I’m beginning college again tonight – Media Communications major – but I’m a little nervous about it.
I have some anxiety problems. I get nervous then I start shaking before I ever face the terror.
Then I try to talk myself out of fear. Then I get a tummy ache. Then I have intestinal issues. Then I realize what I’ve done, making it worse.
Then I feel so stressed that I made it worse, am still scared, and can’t stop the cycle that I get a headache.
It’s exhausting being me, for real.
So today, I have a new plan: Stop fighting the fear. It should have been obvious before but I’ve always felt that fear was bad and I shouldn’t feel it; I should fight to get rid of it. (my therapist actually is the one to suggest this, but his thoughts are that I already knew it, and he might be right)

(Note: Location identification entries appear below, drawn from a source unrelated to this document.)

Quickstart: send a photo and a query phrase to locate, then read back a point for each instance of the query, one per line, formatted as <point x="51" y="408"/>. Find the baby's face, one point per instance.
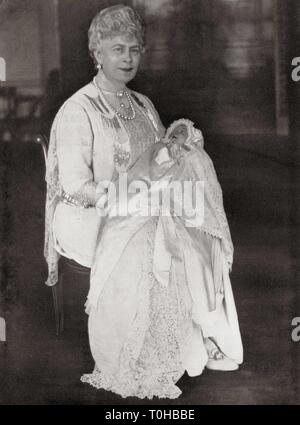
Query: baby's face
<point x="179" y="135"/>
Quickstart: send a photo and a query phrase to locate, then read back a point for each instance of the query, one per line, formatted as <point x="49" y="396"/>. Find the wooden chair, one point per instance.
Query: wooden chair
<point x="65" y="266"/>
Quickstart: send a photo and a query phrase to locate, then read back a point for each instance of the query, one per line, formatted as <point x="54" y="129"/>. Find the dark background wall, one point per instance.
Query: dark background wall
<point x="211" y="61"/>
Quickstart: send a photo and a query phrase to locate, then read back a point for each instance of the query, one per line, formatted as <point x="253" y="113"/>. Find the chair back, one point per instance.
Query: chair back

I already know I can’t rationalize it away, I don’t want to get out of the thing I’m afraid of, and I don’t want to compound the issue by fighting and failing and feeling like a failure. So I’m going to just feel the fear. Then all I have to deal with is fear of the thing, not fear of the fear of the thing.

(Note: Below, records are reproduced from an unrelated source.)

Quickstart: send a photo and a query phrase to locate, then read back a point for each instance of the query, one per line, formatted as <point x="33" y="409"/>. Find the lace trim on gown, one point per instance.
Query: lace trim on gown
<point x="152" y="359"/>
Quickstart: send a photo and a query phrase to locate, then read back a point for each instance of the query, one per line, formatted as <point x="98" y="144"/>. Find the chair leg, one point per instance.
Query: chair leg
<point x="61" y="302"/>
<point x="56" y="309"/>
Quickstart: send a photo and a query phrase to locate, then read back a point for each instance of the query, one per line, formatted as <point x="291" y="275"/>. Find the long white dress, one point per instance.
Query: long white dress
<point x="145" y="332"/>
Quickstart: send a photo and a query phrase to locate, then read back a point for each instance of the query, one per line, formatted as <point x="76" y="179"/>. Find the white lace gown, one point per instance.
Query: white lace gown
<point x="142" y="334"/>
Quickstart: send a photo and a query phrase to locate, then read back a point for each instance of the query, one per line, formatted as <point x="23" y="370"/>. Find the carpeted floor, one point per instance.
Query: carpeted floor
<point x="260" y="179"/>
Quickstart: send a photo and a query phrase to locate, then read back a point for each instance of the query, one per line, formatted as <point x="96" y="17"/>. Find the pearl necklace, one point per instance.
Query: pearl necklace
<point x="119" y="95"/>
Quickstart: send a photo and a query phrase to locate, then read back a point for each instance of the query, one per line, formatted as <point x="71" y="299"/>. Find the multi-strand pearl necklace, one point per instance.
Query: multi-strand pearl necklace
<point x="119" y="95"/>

I tried this just being scared technique this weekend when I went with a group to an out-of-town freethinker meetup. The feel-fear technique is not a very sophisticated plan but i guess it worked out okay. I was social when I could be and shaking in my hightops when it got to be too much. Mostly I wound up just being my neurotic but somewhat friendly and intelligent self.
I think this is what people refer to as ‘leaning in’. I’ve never really known what it means to do that, but I’m going to give it a shot.

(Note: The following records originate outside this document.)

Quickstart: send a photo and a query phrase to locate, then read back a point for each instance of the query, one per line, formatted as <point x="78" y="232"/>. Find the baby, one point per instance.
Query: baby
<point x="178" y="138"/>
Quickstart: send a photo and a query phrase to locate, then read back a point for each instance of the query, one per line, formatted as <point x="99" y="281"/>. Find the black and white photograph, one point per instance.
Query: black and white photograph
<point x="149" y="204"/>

I think for tonight ‘leaning in’ goes something like this: I’m in a writing class that starts tonight. there will be new people and new homework and I am scared. but i’m going anyways. I am scared, and that’s okay. I’m going to just be myself, fear and all, instead of pretending not to be scared — it might be the bravest thing I’ve ever done.
Wish me luck!
p.s. I’ve got the syllabus and it looks like a great class. i just haven’t been to college in years (dropped out and got my associates) and new experiences are always scary to me. Along with the fear, I’m also excited. It feels complicated inside my head.